Holloszy John O, Fontana Luigi
Division of Geriatrics and Nutritional Science, Washington University School of Medicine, 4566 Scott Avenue, Campus Box 8113, St. Louis, MO 63110, USA.
Exp Gerontol. 2007 Aug;42(8):709-12. doi: 10.1016/j.exger.2007.03.009. Epub 2007 Mar 31.

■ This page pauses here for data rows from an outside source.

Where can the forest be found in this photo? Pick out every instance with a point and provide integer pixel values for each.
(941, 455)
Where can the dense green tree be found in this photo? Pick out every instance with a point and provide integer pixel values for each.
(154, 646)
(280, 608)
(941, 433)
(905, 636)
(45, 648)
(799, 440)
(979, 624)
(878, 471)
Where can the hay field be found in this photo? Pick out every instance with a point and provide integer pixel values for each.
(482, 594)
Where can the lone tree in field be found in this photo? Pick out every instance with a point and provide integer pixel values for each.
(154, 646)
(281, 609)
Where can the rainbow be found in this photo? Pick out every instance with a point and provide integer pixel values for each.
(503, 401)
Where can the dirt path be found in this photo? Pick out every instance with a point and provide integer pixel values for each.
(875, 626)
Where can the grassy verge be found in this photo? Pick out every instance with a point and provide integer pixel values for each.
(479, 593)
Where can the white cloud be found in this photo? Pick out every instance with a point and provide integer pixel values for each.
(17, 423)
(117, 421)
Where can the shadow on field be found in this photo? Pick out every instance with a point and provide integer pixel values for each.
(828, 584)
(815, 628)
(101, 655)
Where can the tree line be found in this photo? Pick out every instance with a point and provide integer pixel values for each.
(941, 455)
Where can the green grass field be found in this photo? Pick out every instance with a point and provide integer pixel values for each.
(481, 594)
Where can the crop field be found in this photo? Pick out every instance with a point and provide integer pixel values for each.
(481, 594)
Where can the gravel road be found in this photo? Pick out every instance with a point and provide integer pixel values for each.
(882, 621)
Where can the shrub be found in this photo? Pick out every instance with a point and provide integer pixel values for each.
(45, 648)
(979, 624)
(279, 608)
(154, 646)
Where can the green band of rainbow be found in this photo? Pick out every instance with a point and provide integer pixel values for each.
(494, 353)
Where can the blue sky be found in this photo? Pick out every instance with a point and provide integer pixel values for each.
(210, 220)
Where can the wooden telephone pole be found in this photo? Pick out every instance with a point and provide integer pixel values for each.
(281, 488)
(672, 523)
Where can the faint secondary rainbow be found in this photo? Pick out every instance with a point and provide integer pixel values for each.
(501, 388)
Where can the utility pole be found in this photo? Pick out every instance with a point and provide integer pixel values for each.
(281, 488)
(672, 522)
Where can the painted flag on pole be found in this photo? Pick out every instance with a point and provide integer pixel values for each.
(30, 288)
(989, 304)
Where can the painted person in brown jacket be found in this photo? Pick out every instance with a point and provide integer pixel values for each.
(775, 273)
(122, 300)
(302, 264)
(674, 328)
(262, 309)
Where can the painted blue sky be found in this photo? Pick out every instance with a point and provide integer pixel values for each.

Studies on mice and rats have demonstrated that calorie restriction (CR) slows primary aging, has a protective effect against secondary aging, and markedly decreases the incidence of malignancies. However, the only way to determine whether CR "works" in humans is to conduct studies on people. Such studies are difficult to perform in free-living people. While research on CR in humans is still at an early stage, a modest amount of information has accumulated. Because it is not feasible to conduct studies of the effects of CR on longevity in humans, surrogate measures have to be used. Preliminary information obtained using this approach provides evidence that CR provides a powerful protective effect against secondary aging in humans. This evidence consists of the finding that risk factors for atherosclerosis and diabetes are markedly reduced in humans on CR. Humans on CR also show some of the same adaptations that are thought to be involved in slowing primary aging in rats and mice. These include a very low level of inflammation as evidenced by low circulating levels of c-reactive protein and TNFalpha, serum triiodothyronine levels at the low end of the normal range, and a more elastic "younger" left ventricle (LV), as evaluated by echo-doppler measures of LV stiffness.
对小鼠和大鼠的研究表明,热量限制(CR)可减缓原发性衰老,对继发性衰老具有保护作用,并显著降低恶性肿瘤的发生率。然而,确定CR在人类中是否“有效”的唯一方法是对人类进行研究。这类研究在自由生活的人群中很难开展。虽然关于CR在人类中的研究仍处于早期阶段,但已经积累了一定量的信息。由于对人类进行CR对寿命影响的研究不可行,因此必须采用替代指标。通过这种方法获得的初步信息表明,CR对人类的继发性衰老具有强大的保护作用。这一证据包括以下发现:进行CR的人群中动脉粥样硬化和糖尿病的风险因素显著降低。进行CR的人群还表现出一些与减缓大鼠和小鼠原发性衰老相关的相同适应性变化。这些变化包括炎症水平极低,如循环中c反应蛋白和肿瘤坏死因子α水平较低;血清三碘甲状腺原氨酸水平处于正常范围的下限;以及通过超声多普勒测量左心室(LV)僵硬度评估,左心室更具弹性,呈现出“更年轻”的状态。